Tim Peters report at bugs.python.org
Tue Dec 21 14:32:57 EST 2021


Tim Peters <tim at python.org> added the comment:

Clever, Mark! Very nice.

The justification for the shift count isn't self-evident, and appears to me to be an instance of the generalization of Kummer's theorem to multinomial coefficients. I think it would be clearer at first sight to rely instead on that 2**i/(2**j * 2**k) = 2**(i-j-k), which is shallow.

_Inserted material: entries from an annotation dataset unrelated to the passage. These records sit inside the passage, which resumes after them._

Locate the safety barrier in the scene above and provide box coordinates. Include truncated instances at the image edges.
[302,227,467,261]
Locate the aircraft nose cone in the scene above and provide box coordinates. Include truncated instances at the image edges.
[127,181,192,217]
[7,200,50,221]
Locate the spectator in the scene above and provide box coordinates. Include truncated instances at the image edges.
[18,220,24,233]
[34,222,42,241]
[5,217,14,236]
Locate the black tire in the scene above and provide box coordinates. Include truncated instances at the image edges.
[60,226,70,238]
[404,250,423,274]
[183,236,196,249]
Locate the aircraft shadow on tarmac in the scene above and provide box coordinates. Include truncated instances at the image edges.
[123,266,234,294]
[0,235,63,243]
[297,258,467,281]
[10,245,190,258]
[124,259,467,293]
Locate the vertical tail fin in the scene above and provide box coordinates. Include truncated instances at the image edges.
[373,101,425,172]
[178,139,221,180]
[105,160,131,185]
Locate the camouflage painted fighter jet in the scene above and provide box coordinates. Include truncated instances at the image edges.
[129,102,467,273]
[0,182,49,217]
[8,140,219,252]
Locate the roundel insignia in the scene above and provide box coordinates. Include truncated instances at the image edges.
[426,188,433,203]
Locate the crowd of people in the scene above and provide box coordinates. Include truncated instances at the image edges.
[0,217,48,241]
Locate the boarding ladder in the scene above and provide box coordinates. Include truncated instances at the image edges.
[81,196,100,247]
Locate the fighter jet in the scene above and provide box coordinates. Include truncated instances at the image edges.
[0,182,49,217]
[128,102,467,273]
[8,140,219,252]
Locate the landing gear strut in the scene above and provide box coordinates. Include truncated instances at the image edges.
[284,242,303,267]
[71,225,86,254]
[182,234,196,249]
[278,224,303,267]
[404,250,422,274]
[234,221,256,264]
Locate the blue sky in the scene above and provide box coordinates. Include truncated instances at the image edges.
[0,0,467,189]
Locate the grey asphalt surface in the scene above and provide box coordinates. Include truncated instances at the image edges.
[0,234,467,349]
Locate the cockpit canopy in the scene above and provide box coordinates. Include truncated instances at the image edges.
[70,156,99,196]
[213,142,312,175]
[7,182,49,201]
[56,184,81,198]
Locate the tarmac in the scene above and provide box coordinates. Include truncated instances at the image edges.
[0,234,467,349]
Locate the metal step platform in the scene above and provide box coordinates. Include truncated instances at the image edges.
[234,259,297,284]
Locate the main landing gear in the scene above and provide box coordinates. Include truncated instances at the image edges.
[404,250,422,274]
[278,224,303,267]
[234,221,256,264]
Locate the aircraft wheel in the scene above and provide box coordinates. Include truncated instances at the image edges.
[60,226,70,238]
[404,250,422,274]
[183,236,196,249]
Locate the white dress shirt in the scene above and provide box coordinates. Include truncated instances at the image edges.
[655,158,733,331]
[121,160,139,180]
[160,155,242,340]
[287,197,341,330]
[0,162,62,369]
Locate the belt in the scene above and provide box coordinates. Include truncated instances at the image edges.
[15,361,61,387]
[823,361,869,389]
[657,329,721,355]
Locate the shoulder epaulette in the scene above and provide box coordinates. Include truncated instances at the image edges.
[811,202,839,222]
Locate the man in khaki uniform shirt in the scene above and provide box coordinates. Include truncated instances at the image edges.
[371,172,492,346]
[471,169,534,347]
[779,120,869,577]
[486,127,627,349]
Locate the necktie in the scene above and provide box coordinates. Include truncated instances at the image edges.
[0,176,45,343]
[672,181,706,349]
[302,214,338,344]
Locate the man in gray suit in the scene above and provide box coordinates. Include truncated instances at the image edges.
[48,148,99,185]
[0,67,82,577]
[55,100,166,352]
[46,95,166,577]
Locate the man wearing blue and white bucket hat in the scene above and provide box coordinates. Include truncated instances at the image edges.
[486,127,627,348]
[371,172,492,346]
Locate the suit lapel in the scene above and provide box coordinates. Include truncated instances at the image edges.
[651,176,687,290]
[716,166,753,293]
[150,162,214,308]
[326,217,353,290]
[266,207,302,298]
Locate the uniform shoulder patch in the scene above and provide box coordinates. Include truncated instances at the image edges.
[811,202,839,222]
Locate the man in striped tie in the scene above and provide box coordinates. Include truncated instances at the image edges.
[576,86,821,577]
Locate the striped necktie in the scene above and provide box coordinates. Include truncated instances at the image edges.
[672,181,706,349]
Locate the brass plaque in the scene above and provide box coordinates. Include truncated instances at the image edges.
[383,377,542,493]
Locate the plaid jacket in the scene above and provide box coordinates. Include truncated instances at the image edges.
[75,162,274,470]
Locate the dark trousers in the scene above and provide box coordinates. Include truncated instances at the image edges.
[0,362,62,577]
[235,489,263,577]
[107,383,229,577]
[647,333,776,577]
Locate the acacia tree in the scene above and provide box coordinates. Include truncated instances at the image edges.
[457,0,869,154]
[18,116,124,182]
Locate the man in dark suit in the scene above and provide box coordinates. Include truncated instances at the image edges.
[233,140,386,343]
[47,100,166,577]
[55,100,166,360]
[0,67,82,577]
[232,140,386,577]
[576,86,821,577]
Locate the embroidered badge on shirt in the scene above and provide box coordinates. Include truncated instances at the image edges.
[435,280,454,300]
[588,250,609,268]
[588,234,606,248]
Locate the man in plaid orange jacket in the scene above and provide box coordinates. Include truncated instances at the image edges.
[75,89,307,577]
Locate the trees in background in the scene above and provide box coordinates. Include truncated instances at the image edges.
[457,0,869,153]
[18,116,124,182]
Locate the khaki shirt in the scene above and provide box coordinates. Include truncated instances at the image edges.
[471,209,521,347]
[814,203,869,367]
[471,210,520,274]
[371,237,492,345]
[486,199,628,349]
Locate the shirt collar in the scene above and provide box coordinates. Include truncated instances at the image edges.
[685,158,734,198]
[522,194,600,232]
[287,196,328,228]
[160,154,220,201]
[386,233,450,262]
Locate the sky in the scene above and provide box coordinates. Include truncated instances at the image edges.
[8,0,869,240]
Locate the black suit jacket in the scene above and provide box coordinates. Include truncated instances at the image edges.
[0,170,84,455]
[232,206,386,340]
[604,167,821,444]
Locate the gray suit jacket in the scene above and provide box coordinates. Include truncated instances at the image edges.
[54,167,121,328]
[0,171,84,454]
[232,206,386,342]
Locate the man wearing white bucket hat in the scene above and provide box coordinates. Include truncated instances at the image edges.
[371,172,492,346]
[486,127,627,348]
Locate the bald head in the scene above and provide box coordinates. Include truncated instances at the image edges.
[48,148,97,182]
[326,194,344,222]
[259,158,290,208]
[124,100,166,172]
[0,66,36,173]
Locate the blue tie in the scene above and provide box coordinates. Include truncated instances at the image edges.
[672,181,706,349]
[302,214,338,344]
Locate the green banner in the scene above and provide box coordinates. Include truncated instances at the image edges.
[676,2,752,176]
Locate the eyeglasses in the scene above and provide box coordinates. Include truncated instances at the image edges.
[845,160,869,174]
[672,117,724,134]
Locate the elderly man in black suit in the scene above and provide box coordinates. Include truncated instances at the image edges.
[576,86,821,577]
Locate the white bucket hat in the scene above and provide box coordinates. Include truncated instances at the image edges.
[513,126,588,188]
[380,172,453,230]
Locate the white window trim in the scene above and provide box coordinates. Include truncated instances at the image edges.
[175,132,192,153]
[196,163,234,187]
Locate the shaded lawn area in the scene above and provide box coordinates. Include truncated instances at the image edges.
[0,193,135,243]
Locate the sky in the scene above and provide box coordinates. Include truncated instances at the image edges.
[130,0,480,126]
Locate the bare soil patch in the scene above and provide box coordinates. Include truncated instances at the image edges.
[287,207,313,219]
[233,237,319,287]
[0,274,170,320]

So here's a minor rewrite doing that instead; it would add 68 bytes to the precomputed static data.

    import math
    # Largest n such that comb(n, k) fits in 64 bits for all k.
    Nmax = 67

    # Express n! % 2**64 as Fodd[n] << Fntz[n] where Fodd[n] is odd.
    Fodd = [] # unsigned 8-byte ints
    Fntz = [] # unsigned 1-byte ints
    for i in range(Nmax + 1):
        f = math.factorial(i)
        lsb = f & -f # isolate least-significant 1 bit
        Fntz.append(lsb.bit_length() - 1)
        Fodd.append((f >> Fntz[-1]) % 2**64)

    Finv = [pow(fodd, -1, 2**64) for fodd in Fodd]

    # All of the above is meant to be precomputed; just static tables in C.

    # Fast comb for small values.
    def comb_small(n, k):
        if not 0 <= k <= n <= Nmax:
            raise ValueError("k or n out of range")
        return ((Fodd[n] * Finv[k] * Finv[n-k] % 2**64)
                << (Fntz[n] - Fntz[k] - Fntz[n-k]))

    # Exhaustive test
    for n in range(Nmax+1):
        for k in range(0, n+1):
            assert comb_small(n, k) == math.comb(n, k)

Since 99.86% of comb() calls in real life are applied to a deck of cards ;-) , it's valuable that Nmax be >= 52.